For a baby-smashing app, show the update dialog before the baby starts smashing keys!

4. GPU Detection for Effects

WPF's RenderCapability.Tier tells you if effects are hardware-accelerated:

  • Tier 0: Software rendering (disable effects)
  • Tier 1: Partial hardware
  • Tier 2: Full GPU acceleration (enable effects)

5. Self-Contained = Larger But Simpler

Yes, the EXE is 68MB. But users don't need to install .NET, and you don't get "which .NET version?" support tickets.
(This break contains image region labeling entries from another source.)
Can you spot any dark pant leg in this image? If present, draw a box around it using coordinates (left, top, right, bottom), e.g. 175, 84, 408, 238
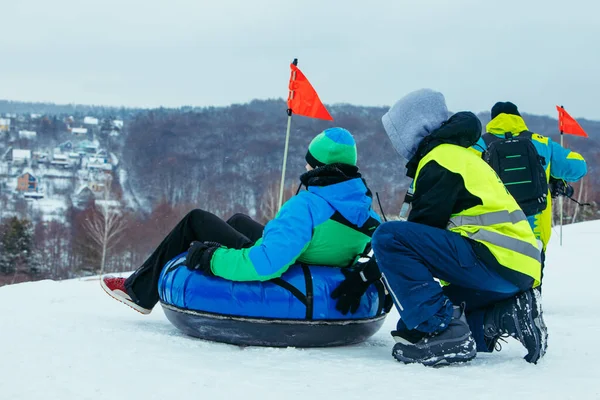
227, 213, 265, 243
125, 210, 252, 308
372, 221, 519, 333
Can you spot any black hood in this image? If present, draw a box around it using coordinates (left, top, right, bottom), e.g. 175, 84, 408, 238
300, 164, 361, 187
406, 111, 481, 178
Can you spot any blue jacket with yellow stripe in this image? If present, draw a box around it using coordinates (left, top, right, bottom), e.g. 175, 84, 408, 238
472, 113, 587, 249
211, 164, 381, 282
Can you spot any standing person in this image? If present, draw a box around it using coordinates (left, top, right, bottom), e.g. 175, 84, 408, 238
101, 128, 380, 314
472, 101, 587, 274
372, 89, 546, 365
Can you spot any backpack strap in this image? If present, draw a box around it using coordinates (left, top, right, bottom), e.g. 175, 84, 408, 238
519, 131, 533, 139
329, 210, 379, 237
482, 132, 501, 149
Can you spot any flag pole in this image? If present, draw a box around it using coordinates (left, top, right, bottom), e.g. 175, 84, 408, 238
558, 106, 564, 246
277, 58, 298, 212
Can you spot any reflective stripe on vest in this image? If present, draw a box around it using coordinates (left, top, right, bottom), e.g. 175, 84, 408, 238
467, 229, 541, 262
448, 210, 541, 261
448, 210, 527, 229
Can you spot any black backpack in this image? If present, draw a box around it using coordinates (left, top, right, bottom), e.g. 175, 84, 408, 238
483, 131, 548, 216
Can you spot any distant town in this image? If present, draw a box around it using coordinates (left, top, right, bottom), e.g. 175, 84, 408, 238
0, 113, 124, 219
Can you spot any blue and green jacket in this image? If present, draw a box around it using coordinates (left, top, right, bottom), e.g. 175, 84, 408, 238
472, 113, 587, 249
211, 164, 381, 281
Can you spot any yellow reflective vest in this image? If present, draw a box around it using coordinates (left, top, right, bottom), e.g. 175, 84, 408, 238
414, 144, 541, 287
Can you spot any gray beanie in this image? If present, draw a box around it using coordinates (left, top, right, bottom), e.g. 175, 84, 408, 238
381, 89, 449, 160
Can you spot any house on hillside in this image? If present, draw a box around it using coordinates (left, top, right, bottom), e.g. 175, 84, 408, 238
50, 153, 71, 168
9, 149, 31, 165
0, 118, 10, 132
73, 186, 96, 207
71, 128, 87, 136
83, 117, 98, 125
58, 140, 73, 153
78, 140, 100, 154
17, 171, 38, 192
19, 130, 37, 140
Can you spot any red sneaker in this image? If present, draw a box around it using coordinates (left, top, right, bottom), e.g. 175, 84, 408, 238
100, 275, 152, 315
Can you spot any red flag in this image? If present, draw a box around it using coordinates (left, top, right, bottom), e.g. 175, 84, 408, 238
288, 64, 333, 121
556, 106, 588, 137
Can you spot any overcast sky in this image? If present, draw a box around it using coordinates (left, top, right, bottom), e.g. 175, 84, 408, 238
0, 0, 600, 120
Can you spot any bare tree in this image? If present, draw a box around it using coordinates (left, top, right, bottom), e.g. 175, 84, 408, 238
83, 176, 127, 275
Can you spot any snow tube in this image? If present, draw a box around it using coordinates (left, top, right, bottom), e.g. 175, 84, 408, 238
158, 253, 386, 347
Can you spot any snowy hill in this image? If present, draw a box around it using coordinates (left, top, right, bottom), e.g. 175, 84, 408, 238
0, 221, 600, 400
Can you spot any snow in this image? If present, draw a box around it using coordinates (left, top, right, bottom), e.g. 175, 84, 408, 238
0, 221, 600, 400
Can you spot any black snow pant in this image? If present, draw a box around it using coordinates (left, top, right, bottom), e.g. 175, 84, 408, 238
125, 209, 264, 309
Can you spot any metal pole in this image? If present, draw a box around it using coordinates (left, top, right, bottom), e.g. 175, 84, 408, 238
277, 58, 298, 212
558, 130, 564, 246
277, 110, 292, 211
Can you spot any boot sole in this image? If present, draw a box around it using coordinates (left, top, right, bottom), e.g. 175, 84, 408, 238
100, 278, 152, 315
392, 335, 477, 367
518, 290, 548, 364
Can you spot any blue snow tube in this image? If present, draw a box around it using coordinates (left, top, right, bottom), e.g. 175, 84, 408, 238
158, 253, 386, 347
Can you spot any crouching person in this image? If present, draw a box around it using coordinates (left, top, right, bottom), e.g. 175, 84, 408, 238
372, 89, 546, 365
100, 128, 381, 314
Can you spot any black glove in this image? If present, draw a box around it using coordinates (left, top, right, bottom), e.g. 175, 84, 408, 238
550, 177, 575, 198
185, 242, 221, 273
331, 258, 381, 315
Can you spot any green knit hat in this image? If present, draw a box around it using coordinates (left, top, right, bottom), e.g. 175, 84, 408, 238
306, 128, 356, 168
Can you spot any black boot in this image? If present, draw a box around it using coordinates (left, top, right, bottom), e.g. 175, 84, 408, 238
483, 289, 548, 364
392, 306, 477, 366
6. Inno Setup + Updatum = Best of Both Worlds

  • Installer handles first-time setup (Start Menu, shortcuts)
  • Updatum handles all future updates (in-place, no reinstall)

Resources


Final Status

All phases complete!

Success Criteria Status
Application compiles
Single executable ✅ 68MB self-contained
All shapes display
Audio plays
Speech synthesis
Options dialog
Multi-monitor
Auto-updates ✅ Updatum working
CI/CD ✅ GitHub Actions
Code signed ✅ No SmartScreen warnings

Current release: v3.9.9


This migration was completed in January 2026. The app was originally written in 2008 for .NET Framework 3.5.